Regulation of cell adhesion and migration in lens development

Abstract

Cell movements during lens development and differentiation involve dynamic regulation of cell-matrix and cell-cell adhesion. How these processes are regulated depends on the particular array of matrix components and adhesion proteins that are expressed, as well as the signaling pathways that affect them. This review examines what is known about adhesion proteins and their regulation in the lens in light of recent findings about the mechanism of cell migration. The characteristic shape and organization of the lens depends on highly regulated cell movements during development and differentiation. Epithelial cells at the equator migrate posteriorly, bringing them into contact with factors in the vitreous humor and initiating differentiation. Elongation of the differentiating fiber cells is coupled with directed migration, posteriorly along the capsule and anteriorly along the fiber cell-epithelial interface, to generate a symmetrically organized fiber cell mass with aligned suture planes. To make these movements, cells systematically create and dissolve cell-cell and cell-matrix adhesions, form connections between these adhesions and the cytoskeleton, and generate contractile force.
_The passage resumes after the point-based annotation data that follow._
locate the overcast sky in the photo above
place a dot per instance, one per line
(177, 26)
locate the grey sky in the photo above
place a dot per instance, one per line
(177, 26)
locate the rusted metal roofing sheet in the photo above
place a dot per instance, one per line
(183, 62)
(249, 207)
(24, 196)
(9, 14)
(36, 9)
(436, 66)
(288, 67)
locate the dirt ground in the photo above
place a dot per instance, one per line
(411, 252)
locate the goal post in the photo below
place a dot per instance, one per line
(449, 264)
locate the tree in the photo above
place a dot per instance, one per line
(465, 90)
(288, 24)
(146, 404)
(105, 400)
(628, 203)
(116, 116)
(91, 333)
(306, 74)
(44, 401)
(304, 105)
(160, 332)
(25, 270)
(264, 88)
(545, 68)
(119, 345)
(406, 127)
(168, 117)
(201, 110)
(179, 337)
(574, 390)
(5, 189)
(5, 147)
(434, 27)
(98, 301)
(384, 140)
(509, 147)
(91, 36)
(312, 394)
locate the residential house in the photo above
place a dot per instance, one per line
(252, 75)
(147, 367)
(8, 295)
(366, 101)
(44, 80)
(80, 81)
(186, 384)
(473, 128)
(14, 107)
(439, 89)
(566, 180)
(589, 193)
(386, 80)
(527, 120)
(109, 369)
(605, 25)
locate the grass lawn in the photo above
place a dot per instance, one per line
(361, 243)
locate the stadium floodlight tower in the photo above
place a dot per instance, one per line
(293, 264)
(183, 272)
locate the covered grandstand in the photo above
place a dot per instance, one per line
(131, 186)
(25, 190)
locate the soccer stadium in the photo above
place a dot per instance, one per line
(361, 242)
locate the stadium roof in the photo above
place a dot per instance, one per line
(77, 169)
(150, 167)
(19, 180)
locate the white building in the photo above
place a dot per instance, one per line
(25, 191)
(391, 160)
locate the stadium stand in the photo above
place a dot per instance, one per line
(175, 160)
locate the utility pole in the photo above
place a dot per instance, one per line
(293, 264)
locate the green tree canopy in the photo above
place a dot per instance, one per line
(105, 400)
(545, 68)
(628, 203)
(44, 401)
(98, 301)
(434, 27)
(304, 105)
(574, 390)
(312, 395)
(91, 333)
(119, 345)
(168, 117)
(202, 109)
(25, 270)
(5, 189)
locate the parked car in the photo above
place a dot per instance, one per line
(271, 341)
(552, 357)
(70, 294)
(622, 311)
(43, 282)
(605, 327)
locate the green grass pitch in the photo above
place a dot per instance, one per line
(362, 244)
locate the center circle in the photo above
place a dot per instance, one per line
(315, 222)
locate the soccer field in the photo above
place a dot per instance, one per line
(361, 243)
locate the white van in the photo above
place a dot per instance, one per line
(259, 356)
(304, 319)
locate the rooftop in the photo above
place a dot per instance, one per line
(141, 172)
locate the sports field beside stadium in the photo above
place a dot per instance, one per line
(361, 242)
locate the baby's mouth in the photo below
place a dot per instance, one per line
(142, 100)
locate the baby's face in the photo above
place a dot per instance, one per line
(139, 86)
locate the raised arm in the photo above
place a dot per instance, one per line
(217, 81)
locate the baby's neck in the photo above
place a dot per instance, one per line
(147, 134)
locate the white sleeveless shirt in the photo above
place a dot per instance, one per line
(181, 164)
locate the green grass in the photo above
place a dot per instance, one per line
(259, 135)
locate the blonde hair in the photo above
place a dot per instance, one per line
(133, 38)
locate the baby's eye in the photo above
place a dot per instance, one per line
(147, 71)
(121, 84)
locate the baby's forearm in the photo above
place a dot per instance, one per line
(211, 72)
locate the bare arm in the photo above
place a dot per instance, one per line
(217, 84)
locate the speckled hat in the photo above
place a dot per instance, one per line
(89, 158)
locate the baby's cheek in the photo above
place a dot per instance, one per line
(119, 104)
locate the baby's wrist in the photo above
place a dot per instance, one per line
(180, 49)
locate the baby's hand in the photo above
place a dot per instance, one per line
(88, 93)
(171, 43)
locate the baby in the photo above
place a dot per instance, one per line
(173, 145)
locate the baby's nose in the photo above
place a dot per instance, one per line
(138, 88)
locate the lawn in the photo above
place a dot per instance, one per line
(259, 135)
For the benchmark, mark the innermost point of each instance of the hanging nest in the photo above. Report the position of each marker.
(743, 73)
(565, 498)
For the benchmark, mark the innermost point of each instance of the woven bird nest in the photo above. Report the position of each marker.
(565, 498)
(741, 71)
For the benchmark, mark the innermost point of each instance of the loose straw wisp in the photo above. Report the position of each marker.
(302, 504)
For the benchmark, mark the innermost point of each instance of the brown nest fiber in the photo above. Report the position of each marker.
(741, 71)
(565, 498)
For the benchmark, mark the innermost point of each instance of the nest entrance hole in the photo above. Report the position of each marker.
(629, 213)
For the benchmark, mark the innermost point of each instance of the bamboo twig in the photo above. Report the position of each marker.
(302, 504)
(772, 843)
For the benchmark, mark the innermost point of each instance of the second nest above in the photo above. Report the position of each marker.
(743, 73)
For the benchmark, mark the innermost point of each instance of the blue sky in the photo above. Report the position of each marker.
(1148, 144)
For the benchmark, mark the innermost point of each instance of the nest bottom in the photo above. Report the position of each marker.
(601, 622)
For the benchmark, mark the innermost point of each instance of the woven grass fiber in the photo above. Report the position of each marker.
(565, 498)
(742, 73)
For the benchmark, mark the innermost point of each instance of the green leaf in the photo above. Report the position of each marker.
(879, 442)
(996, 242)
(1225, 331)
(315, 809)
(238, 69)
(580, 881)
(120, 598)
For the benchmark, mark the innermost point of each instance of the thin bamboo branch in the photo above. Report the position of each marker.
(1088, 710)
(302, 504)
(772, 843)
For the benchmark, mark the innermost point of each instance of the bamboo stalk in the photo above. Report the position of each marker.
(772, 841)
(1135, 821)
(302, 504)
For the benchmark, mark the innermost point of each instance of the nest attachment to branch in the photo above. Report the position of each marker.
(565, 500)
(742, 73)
Since errors in cell migration may lead to aberrant lens shape or misplacement of the lens sutures, precise regulation of each step is essential for the optical quality of the lens. Recent advances in cellular developmental biology have begun to shed light on the molecular mechanisms underlying cell movements and the changes in adhesion that make them possible. This review will summarize those findings and relate them to relevant studies of the lens to provide an outline of the cellular events that lead to lens morphogenesis.